In support of the order, defendant argues that there was a seizure of his person because "the police officer was not going to give [defendant] the right to stay where he was." This argument presupposes that defendant had the right to be where he was. The evidence demonstrates, though, that defendant did not in fact have the right to remain in his vehicle while parked in the Florida Bar lot. The management of the Florida Bar had posted "No Loitering" signs indicating that patrons were to go into the bar or leave the area and had given the police permission to enforce these instructions by so informing occupants of parked vehicles in the lot. It matters not in this instance how long defendant was actually sitting in his car. The officers were not investigating a charge of loitering; rather, they were simply advising defendant of the management's policy relative to the privately owned parking lot. They were not obliged to ask anything further. The question as to the contents of the brown paper bag which followed has no legal consequences.
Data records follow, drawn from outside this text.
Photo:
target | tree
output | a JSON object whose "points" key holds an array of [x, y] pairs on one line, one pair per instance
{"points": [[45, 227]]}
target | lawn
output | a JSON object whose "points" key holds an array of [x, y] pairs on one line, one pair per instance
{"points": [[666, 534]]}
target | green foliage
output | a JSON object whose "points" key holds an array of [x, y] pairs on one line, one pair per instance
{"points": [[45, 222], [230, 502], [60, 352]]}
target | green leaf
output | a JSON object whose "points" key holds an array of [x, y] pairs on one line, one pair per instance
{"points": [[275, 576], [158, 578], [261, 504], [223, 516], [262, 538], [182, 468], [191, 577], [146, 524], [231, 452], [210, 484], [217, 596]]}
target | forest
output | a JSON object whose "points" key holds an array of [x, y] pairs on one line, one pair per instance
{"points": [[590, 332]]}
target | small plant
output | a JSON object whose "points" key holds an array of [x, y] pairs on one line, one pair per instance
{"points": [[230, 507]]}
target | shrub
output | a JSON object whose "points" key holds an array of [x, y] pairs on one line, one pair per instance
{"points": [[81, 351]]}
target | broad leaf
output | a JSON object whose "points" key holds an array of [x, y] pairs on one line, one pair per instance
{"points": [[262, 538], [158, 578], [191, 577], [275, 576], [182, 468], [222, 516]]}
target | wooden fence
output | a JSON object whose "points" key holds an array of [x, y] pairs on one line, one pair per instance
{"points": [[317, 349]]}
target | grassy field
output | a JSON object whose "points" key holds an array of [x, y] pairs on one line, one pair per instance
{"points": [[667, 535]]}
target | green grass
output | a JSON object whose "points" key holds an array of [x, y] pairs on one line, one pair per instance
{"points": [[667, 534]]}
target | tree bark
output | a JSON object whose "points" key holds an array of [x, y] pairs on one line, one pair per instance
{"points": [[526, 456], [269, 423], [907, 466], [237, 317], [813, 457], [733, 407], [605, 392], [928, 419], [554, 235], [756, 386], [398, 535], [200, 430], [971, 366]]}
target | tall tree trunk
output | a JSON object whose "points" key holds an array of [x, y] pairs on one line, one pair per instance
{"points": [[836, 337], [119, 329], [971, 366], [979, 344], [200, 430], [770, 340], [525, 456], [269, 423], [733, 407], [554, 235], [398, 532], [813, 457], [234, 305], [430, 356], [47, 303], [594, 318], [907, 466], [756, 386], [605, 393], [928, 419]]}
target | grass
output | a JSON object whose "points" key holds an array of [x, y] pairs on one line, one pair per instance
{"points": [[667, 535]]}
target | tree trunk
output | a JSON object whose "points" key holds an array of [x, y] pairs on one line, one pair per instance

It was not answered, nor are the contents of that bag in issue here. It may explain defendant's hasty departure, but we view it as otherwise irrelevant and immaterial. Defendant's departure rendered moot any supposed requirement that under these circumstances he should have been given an opportunity to identify himself and to explain his presence in the posted, private parking lot of a bar in a high crime area.
We therefore hold that there was neither a stop nor a seizure of defendant's person. The exclusionary rule thus does not apply. There was no poisonous tree in the first instance to bear the forbidden fruit. The evidence, untainted by illegal action, should have been ruled admissible.
The order granting the motion to suppress is reversed and the cause is remanded.
REVERSED AND REMANDED.
LETTS, C.J., and BERANEK, J., concur.